How is sensuality different to sexuality? …the principle
differences
Sensuality can sometimes be confused with sexuality as it
can seem that the two entwine which they do to some degree so what is the definition
of both terms and what are the differences?
Being sensual and feeling that energy within your body is
not solely connected to having a healthy sex drive although that can be a part
of it. However if you delve deeper into sensuality it becomes apparent that to
really feel that sensuality within yourself first of all you need slow down
your rhythm of thought and really focus on your senses within.
We all have 5 basic senses of sight ,hearing, smell, touch
and taste which help us to perceive the world around us and enable us to relate
to it but how many of us really do focus into our senses because that is the
key and first step to feeling and becoming more sensual in our body and mind.
For example you may be enjoying a meal, do you simply just eat the food you
prepared with no thought or do you savour the texture, colour and appearance,
if you are taking a walk in the park do you take a direct route with no
awareness of what is around you or do you listen to the wind rustling the
leaves or become aware of the vibrations and energy from the trees as you pass
by?
Everything in creation is made from energy and we all have
the ability to feel it if we are able to just slow down and become more aware
of the world around us this is a lesson I had to learn, I spent too many years
of my life rushing around and working excessive hours which enabled me to
achieve an important goal and yet in the process also saw me miss out on so
many important life experiences. It was only when I slowed down and began to
focus within myself and not on the outside world that I really began to connect
to my sensuality and as a result tantra became an essential part of my life.

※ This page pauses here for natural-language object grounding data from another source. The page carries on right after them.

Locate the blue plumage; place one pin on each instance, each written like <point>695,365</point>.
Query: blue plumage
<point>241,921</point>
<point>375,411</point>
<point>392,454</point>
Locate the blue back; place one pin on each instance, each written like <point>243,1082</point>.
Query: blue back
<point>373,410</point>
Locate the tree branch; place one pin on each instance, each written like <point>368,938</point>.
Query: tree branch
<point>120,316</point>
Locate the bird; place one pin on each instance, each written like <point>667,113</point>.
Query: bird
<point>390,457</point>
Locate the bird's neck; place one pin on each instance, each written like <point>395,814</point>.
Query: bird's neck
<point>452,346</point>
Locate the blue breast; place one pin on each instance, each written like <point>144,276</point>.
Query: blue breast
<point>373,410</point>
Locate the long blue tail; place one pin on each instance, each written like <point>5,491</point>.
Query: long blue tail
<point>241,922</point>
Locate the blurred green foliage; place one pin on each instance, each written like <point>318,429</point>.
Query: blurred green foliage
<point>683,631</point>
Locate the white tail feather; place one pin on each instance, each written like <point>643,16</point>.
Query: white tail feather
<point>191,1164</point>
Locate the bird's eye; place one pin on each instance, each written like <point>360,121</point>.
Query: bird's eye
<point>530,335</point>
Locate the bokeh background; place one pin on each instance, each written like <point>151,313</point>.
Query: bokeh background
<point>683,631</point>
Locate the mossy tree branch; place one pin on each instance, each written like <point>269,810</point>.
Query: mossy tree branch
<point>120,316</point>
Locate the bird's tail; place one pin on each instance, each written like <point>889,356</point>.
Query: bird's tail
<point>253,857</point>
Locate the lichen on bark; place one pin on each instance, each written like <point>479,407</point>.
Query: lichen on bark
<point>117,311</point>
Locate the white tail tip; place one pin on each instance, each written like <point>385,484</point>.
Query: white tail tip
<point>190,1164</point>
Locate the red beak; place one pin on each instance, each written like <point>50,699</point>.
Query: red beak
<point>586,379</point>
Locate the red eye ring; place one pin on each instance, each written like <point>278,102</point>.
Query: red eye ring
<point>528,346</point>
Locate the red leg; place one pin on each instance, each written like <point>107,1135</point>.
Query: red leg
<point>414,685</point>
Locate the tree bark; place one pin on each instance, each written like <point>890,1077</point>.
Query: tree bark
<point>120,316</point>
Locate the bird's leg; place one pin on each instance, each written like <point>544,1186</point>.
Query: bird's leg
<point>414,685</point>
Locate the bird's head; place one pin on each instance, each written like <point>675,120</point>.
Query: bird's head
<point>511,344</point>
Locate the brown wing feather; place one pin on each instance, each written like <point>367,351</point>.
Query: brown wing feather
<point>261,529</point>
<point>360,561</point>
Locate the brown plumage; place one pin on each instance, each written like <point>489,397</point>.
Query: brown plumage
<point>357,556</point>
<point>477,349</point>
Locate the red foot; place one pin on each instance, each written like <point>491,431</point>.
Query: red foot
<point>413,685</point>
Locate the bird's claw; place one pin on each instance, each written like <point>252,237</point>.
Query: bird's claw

Through that inner connection part of my work as a therapist is now helping
others to discover that sensuality and connection within their own bodies so
that sensuality can become a way of life for them rather than just a physical
pleasure.
It is our birth right to feel that sensuality within
ourselves as our body was made to feel pleasure which does not always come from
sexual experiences, so why is it that some of us feel afraid of being sensual?
There are numerous reasons Religion, unrequited desire or fear of judgement
from others can all be governing factors that can result in us feeling a sense
of guilt or repression. Perhaps you had a very strict upbringing also and sex
was never discussed hence making it almost impossible for you to connect with
yourself and your body on a sensual basis for fear or what others may feel or
think.
So how can we learn to clear the blocks within so we can
learn to connect more fully with our sensuality? The first step is to release
all limiting beliefs through inner child work and self-nurturing. Give yourself
permission to feel pleasure in all forms and through all the senses, allow your
body to play and experiment with what does and doesn’t give you pleasure.
Create a sensual self-ritual where you get familiar with your mind and body this
goes so much deeper than simply experiencing physical pleasure, why not prepare
yourself a bubble bath with candles and soft music then as you feel your body
unwind become aware of the ripples on the water, the warmth on your skin and
the flickering light of the candle flame. Becoming and activating your
sexuality is only possible through being completely present with every
experience as that is what heightens your sexual element, paving your path so
you can become fully aware of what your body does and does not enjoy and
finding the balance between feeling free to enjoy pleasure yet also able to set
healthy boundaries when necessary.
Our sensuality resides in our lower chakras and energy
centres which also governs our feelings of safety and security and therefore
finding that essential balance is very important to enable us to explore freely
and yet still feel safe. So if sensuality is the ability to feel through the
senses and connect internally what is sexuality? We all have an animal instinct
inside of us an urge or desire to connect and intertwine with others our body
is made to feel pleasure otherwise we would have been designed a different way ,feeling
arousal is a natural and healthy state
of mind and this is raw sexuality and yet the two are so very different.
Sensuality is a way of life, it is taking the journey to
release the inner blocks so you are able to feel true bliss and connection with
not only your own body and mind but also your partners, it is our life energy. Sexuality
is a pure animal instinct to have our desires fulfilled, it’s a physical drive
not needing a connection within or with another and yet sensuality can and does
exist without sexuality and yet sexuality cannot exist without sensuality.